# Fedora hanging at boot



## Guitar (Jun 15, 2014)

I installed Fedora on my work laptop because I'm thinking about switching from W7 to it - but I'm having an issue. I booted it a few times, got some stuff installed, all was 'good'...but I went to boot it and it hangs at the F. Through a bit of troubleshooting I saw that it appears to be hanging at ip6tables - however I cannot get it to stop. A mention was to try going and disabling it through the chkconfig but that didn't work. I could only find one thing that was ip6tables, and that was in usr/sbin and didn't let me do anything with it.

Another boot shows this:


----------



## blobster21 (Jun 15, 2014)

To completely disable IPv6 in your system, all you have to do is save the following line in a file inside /etc/modprobe.d/ :


> install ipv6 /bin/true



The above line means: whenever the system needs to load the ipv6 kernel module, it is forced to execute the command true instead of actually loading the module. Since /bin/true, does absolutely nothing, the module never gets loaded.

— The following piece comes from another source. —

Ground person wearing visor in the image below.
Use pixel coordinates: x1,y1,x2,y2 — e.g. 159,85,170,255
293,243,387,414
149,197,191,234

Again, it is required to reboot for the changes to take effect.

It is obvious that this is an aggressive method to disable kernel modules, but it guarantees that the module never gets loaded.

This is the recommended way to disable IPv6_._

source


----------



## Guitar (Jun 15, 2014)

Tried that, put it in a file that was just called ipv6, still failing at ip6_tables. There is a sys/module/ip6_tables (and others), and I tried to get in there and rename some files and rename the folder to _old but nothing worked, even as root.



I just reinstalled, whatever. Really was hoping to have a better experience but so far it's meh.


----------



## pigulici (Jun 16, 2014)

Try Mageia 4 Kde, I have it from sometime...


----------